Water's Women's Work

01_CommissionOnTheStatusOfWomen_495X300.jpg

Steve ran across this talk he gave at the UN a few years back on "Women and Water in South Sudan." Thought you might enjoy hearing it. 

"Distinguished Attendees - What is the greatest invention of the 20th century?

Before the invention of the washing machine, WOMEN gathered water from a pipe, lake, river, well - it required 8-10 trips per day, then the water had to be heated, poured into a tub with soap, and then the real work started.

The washing machine, piped gas, running water, and all these mundane household technologies enabled women to enter the labor market, which then meant that they had fewer children, had them later, invested more in each of them, especially female children. That changed their bargaining positions within the household and in wider society, giving women votes and endless changes. It has transformed the way we live.
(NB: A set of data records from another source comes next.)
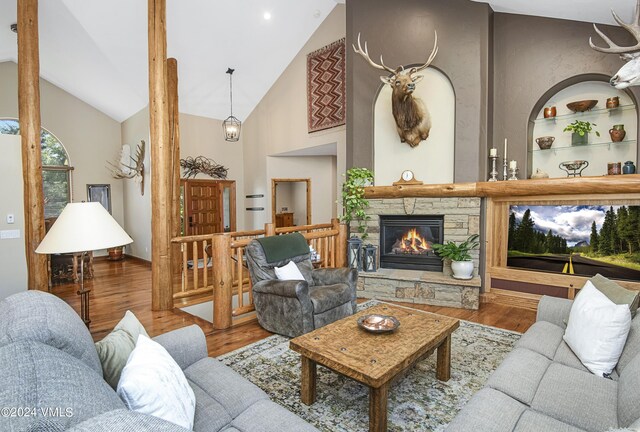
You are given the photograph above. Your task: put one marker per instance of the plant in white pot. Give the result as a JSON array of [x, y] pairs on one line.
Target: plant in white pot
[[461, 261]]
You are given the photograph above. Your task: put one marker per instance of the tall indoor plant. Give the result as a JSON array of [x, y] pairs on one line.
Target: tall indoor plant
[[461, 261], [580, 132], [353, 199]]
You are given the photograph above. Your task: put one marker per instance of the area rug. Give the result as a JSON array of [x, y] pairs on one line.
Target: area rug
[[326, 87], [417, 402]]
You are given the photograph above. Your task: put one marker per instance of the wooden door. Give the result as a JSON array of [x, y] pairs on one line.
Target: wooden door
[[201, 207]]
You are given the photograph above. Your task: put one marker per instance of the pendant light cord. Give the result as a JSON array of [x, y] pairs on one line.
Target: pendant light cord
[[230, 72]]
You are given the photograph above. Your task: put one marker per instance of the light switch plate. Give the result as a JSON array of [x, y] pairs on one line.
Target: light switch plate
[[9, 234]]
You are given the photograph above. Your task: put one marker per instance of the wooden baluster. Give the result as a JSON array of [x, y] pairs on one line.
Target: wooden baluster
[[333, 251], [195, 265], [341, 243], [205, 259], [185, 267], [222, 281], [239, 276]]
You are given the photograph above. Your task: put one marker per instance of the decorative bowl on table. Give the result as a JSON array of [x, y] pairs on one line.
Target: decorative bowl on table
[[582, 106], [378, 323]]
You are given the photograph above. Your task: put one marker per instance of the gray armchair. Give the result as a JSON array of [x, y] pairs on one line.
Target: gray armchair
[[293, 307]]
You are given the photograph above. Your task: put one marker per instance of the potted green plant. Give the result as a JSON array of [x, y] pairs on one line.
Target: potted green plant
[[353, 199], [458, 254], [580, 132]]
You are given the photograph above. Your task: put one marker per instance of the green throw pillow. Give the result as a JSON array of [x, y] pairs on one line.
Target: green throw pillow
[[616, 293], [115, 348]]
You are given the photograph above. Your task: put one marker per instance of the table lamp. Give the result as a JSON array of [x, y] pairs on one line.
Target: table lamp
[[80, 228]]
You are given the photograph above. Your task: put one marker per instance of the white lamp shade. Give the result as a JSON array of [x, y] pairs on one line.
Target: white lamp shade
[[83, 227]]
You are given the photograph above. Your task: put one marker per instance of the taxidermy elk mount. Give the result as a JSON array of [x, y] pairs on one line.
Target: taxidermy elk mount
[[629, 74], [413, 121], [121, 170]]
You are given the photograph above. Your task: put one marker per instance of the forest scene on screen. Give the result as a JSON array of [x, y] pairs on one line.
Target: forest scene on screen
[[581, 240]]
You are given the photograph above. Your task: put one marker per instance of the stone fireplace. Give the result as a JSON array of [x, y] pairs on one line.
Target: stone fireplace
[[406, 241], [422, 278]]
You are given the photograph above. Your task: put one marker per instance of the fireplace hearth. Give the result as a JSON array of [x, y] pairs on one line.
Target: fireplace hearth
[[406, 242]]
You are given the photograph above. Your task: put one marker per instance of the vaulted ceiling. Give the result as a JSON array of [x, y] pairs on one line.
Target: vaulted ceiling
[[97, 50]]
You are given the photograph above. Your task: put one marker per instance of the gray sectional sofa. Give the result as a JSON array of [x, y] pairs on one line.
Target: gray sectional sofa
[[542, 386], [51, 378]]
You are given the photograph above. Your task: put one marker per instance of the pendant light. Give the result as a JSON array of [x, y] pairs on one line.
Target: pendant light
[[231, 126]]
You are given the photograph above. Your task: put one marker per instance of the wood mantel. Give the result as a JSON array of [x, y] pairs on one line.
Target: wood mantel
[[620, 184]]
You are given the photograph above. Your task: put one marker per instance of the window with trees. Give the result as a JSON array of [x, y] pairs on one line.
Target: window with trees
[[56, 172]]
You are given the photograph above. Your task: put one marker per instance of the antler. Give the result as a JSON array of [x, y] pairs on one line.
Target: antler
[[136, 170], [434, 51], [633, 28], [365, 53]]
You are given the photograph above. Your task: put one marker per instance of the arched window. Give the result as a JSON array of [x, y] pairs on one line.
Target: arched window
[[56, 172]]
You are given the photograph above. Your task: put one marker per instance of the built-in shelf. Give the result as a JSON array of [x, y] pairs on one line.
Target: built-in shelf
[[591, 113], [609, 144]]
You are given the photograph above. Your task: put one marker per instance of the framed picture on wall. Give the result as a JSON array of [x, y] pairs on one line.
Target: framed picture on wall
[[101, 194]]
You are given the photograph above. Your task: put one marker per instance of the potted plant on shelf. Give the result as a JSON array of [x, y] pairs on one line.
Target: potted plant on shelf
[[353, 198], [461, 261], [580, 132]]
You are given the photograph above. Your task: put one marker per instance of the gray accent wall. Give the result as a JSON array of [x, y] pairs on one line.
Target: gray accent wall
[[403, 32], [500, 66]]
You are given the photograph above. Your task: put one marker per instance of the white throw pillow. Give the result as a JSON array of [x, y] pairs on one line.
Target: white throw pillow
[[153, 383], [289, 272], [597, 330]]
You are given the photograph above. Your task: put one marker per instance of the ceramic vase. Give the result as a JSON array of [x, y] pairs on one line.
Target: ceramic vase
[[462, 269]]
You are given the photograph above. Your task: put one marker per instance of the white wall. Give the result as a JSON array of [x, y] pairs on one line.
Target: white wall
[[90, 137], [137, 207], [321, 171], [432, 160], [278, 125], [13, 263], [599, 152]]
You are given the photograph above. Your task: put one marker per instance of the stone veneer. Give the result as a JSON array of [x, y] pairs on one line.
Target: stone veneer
[[461, 219]]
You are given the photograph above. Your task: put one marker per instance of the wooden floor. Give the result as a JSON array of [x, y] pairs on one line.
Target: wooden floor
[[119, 286]]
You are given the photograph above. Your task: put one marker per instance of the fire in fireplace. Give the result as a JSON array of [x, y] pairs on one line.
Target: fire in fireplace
[[405, 242], [412, 243]]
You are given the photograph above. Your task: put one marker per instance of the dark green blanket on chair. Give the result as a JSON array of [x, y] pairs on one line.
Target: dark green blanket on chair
[[285, 246]]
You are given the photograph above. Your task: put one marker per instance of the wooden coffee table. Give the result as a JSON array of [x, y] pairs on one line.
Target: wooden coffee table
[[375, 359]]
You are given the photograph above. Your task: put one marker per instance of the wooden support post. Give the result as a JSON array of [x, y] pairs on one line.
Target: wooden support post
[[174, 133], [222, 281], [161, 169], [269, 229], [29, 114], [341, 243]]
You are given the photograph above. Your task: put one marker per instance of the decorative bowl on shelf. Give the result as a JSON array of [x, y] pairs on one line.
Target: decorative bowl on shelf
[[574, 168], [378, 323], [582, 106], [545, 143]]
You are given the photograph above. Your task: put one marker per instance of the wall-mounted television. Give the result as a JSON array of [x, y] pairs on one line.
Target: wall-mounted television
[[581, 240]]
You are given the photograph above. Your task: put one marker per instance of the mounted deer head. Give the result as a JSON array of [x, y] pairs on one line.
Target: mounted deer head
[[413, 121], [629, 74], [121, 170]]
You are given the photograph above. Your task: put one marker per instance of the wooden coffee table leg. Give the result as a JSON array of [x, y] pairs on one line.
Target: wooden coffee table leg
[[308, 379], [378, 408], [443, 366]]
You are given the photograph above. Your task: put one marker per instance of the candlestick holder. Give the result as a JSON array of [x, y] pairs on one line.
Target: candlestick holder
[[514, 173], [493, 175]]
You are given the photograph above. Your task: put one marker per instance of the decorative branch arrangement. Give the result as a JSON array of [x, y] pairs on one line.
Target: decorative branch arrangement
[[193, 166], [121, 170]]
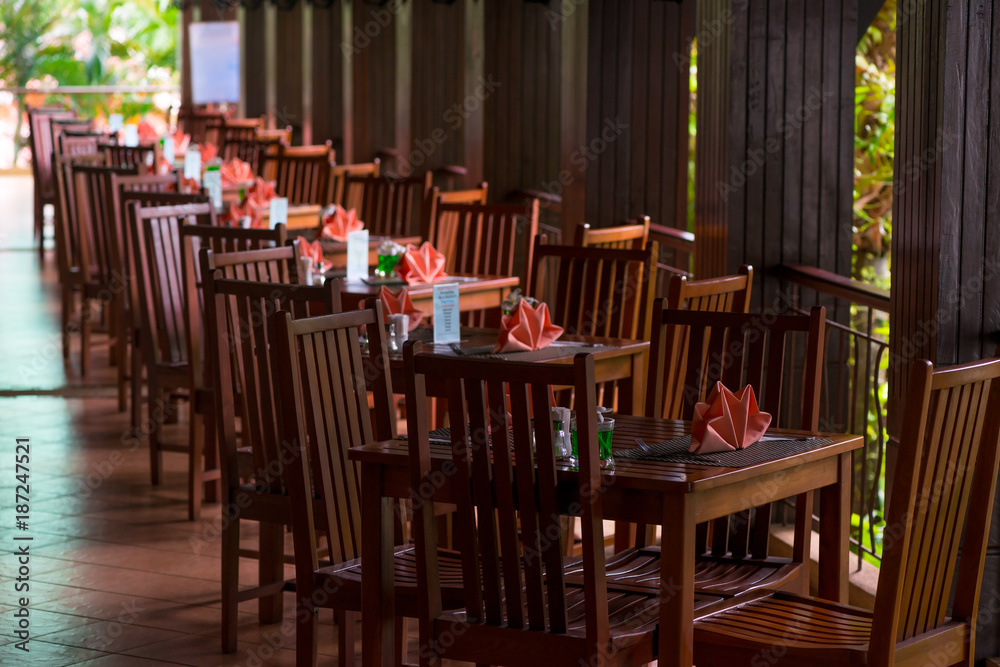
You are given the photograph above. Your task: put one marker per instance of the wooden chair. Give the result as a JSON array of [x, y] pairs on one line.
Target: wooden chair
[[244, 382], [393, 206], [198, 123], [237, 137], [440, 198], [624, 237], [98, 279], [351, 198], [946, 478], [739, 349], [123, 191], [169, 366], [39, 124], [324, 412], [486, 239], [719, 295], [302, 173], [523, 602], [143, 157]]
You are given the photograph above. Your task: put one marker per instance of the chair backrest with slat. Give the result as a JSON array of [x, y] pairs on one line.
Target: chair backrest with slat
[[40, 126], [719, 295], [441, 198], [325, 412], [68, 229], [303, 173], [79, 143], [148, 191], [595, 291], [486, 239], [632, 236], [739, 349], [942, 499], [351, 197], [393, 206], [239, 337], [144, 157], [237, 136], [512, 569], [156, 247], [96, 210]]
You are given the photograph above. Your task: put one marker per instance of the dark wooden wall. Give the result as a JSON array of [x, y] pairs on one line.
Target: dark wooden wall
[[780, 77], [635, 159], [946, 250]]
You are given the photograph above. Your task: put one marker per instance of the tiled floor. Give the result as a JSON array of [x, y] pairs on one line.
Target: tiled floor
[[118, 576]]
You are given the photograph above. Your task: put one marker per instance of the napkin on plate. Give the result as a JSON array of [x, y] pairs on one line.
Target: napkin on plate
[[399, 303], [727, 421], [314, 251], [421, 265], [527, 328], [234, 172], [340, 223]]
Ha-Joon Chang, a South Korean Economist, suggests that simple labor-saving inventions, the kind we pay little attention to, have reduced household labor from 60 hours/week to 3-4. Is he right? I have no idea, but I do know this…if women in the developed west were still spending 6,8,10,12, 15 hours per day managing the home, collecting water, cleaning clothes, gathering food items and then cooking them and then cleaning up afterward and then getting the clothes around for the next day and then… and then… and then…

We would not see more women in college today than men. 

There would be no women at this UN gathering. 

In Sub-Saharan Africa, 200,000,000 hours are spent each day collecting water, 40,000,000,000 hours/year. I hear that 71% of water gathering is done by women in Africa. I don’t know how that number was arrived at because I have rarely seen a man collecting water.

Given that women raise 75% of the crops, 50% of the livestock, and yet collect only 10% of the income and own a mere 1% of the assets in Africa…

There is a great deal of talk these days about slavery as well there should be…

But I suggest: Unless we free women from the slavery of daily household chores, how will they ever change the statistics I just gave?

Unless women occupy key decision-making positions, who will free them? In 2012 only 6% of ministerial positions within government environment and natural resource departments were held by women. 

Unless women are seen as partners rather than competitors in the labor marketplace, we will not see their many hours of toil for the waste that it is. 

As Lakshmi Puri said at this very United Nations, 'Development is neither sustainable nor inclusive if it does not free women and girls from the burden of carrying heavy buckets of water every day.'

At WiB we drill boreholes. It is not sexy but it frees women, and I'm very pleased with what that will mean 100 years from now!"